Again, everyone who creates content bleeds again once the heart: People don’t read websites. At least not in the traditional way to read a book. Rather, content on the web is scanned until the relevant information is discovered.

This is because we often only want to read a certain aspect of long advice texts, for example. For example, people google to look for the symptoms of diseases and then really want to read the symptoms – and not directly the healing method or a definition of the disease.

So pay attention. Make sure your content is clearly segmented and easily scannable. These include also highlighting individual key terms by color or bold. A clear headline structure also ensures clear scrolling.

By the way, easy scannability also includes the topic of prioritization. You should take care to structure your website content as logically as possible and build on one another.

A negative example: recipe blogs often overwhelm readers with a long desert of text about the history of the recipe with inserts from the life story of your own grandmother. The recipe, which is why you are actually on the page, can only be found at the very end. Clearly wrongly prioritized – and on mobile devices, you quickly lose your appetite. Instead, present the recipe at the beginning.

6. Consider the navigation

Navigation is always an important topic on the smartphone screen. Because we have a fixed header menu and cross-links on the side or similar in the desktop version of the website content. can work, the possibilities on the mobile screen are more limited.

Oftentimes, there is only the so-called burger menu, which you can fold out to the side and which works rather mediocre overall if it is also one of the best solutions so far.

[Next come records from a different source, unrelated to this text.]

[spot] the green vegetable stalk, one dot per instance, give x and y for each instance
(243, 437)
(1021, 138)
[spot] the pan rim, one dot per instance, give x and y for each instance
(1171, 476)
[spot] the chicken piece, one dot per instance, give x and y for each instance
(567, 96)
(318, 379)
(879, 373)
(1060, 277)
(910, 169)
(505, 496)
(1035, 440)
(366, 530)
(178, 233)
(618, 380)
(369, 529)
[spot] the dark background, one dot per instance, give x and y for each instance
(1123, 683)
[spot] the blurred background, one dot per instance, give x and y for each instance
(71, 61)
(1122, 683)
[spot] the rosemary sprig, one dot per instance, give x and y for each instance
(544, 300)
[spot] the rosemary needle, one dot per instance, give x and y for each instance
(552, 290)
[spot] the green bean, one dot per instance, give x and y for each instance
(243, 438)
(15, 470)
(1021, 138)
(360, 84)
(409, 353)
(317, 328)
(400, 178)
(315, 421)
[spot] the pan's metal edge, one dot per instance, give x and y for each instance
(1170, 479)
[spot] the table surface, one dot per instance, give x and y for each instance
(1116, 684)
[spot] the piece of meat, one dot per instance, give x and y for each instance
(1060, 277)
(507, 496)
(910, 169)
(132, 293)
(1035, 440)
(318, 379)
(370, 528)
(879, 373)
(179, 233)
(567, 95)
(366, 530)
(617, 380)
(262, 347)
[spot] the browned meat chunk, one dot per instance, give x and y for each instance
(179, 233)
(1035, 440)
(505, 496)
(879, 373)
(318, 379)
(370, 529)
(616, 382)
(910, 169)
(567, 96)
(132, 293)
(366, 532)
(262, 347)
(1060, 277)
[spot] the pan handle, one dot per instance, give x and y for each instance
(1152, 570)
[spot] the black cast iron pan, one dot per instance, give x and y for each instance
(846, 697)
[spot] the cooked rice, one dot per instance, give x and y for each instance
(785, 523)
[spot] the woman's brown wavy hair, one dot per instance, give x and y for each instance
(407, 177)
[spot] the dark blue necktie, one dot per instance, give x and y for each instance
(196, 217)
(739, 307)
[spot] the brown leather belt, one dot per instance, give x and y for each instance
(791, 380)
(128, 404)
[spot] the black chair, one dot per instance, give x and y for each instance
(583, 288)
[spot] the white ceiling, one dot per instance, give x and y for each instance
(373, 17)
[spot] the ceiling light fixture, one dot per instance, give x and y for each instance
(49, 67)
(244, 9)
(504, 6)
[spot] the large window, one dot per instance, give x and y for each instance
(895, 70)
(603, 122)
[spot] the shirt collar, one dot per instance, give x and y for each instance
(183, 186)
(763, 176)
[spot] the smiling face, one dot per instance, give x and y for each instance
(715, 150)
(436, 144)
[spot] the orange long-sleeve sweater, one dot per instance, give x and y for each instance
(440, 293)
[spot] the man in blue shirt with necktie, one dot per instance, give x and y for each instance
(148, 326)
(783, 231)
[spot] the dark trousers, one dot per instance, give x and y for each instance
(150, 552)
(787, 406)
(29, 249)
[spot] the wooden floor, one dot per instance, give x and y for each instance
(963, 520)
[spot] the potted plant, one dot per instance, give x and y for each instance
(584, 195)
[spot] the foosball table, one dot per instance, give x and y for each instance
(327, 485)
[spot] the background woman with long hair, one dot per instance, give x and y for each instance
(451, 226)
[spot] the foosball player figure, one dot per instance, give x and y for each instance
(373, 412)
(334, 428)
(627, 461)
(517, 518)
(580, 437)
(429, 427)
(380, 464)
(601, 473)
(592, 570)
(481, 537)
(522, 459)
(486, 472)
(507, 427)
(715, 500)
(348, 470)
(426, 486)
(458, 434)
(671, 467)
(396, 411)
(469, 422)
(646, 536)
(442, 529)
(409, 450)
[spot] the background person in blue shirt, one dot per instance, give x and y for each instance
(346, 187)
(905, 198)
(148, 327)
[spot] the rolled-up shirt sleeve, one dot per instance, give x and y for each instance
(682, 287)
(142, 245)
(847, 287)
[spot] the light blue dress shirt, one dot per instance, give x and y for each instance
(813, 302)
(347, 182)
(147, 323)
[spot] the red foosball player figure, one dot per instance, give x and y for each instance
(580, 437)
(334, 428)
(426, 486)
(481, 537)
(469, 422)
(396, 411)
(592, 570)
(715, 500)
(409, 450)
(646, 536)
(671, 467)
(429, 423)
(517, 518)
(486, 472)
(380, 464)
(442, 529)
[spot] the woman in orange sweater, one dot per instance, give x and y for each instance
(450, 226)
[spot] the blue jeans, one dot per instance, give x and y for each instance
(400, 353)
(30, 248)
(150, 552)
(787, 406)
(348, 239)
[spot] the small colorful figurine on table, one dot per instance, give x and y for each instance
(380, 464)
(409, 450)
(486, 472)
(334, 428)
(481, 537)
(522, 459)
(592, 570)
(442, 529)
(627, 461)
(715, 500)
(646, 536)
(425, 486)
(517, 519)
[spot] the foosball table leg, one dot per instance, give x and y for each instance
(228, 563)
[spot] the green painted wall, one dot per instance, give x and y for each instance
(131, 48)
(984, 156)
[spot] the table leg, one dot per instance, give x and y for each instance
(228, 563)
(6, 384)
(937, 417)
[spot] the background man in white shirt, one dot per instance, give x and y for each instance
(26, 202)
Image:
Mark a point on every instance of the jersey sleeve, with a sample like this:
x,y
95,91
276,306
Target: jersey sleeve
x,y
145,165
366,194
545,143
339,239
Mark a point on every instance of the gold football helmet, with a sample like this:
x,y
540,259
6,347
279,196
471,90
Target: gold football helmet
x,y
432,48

It is accordingly important that you offer options for navigation. For longer magazine articles, add a table of contents with jump marks a. In this way, users can go directly to the appropriate paragraph of the article.

In the case of product pages, you can use buttons that always offer the possibility to jump directly to the contact form or to the purchase. In addition, it makes sense to offer the option at the bottom of the page to jump back to the top.

7. As short as possible, as long as necessary

When you create content, you don’t get paid by characters or the number of words. Because nobody can estimate in advance how long an article should be – especially since we have already noticed several times that website content should no longer be thought of solely from the text side.

The rule of thumb applies accordingly: as short as possible, as long as necessary. Whenever things seem redundant, cross them out. Whenever a sentence doesn’t really add anything to the content, remove it. A picture doesn’t really serve any purpose? You already know what you have to do with it…

This creates websites that condense all the relevant information for the Provide Target Audience. They get to the point faster and are therefore much more pleasant to consume. At the same time, such high-density content is often more compelling.

Create website content that will continue to perform well

In the digital world, developments are happening at lightning speed. It is therefore important that you always stay on the ball and keep up with the times. So check your website critically and question whether your website content meets all the criteria to still be productive.

Because you only have a chance of reaching them with your messages if you adapt to the changed usage behavior of your target group. What are you waiting for? Bring your website content up to date!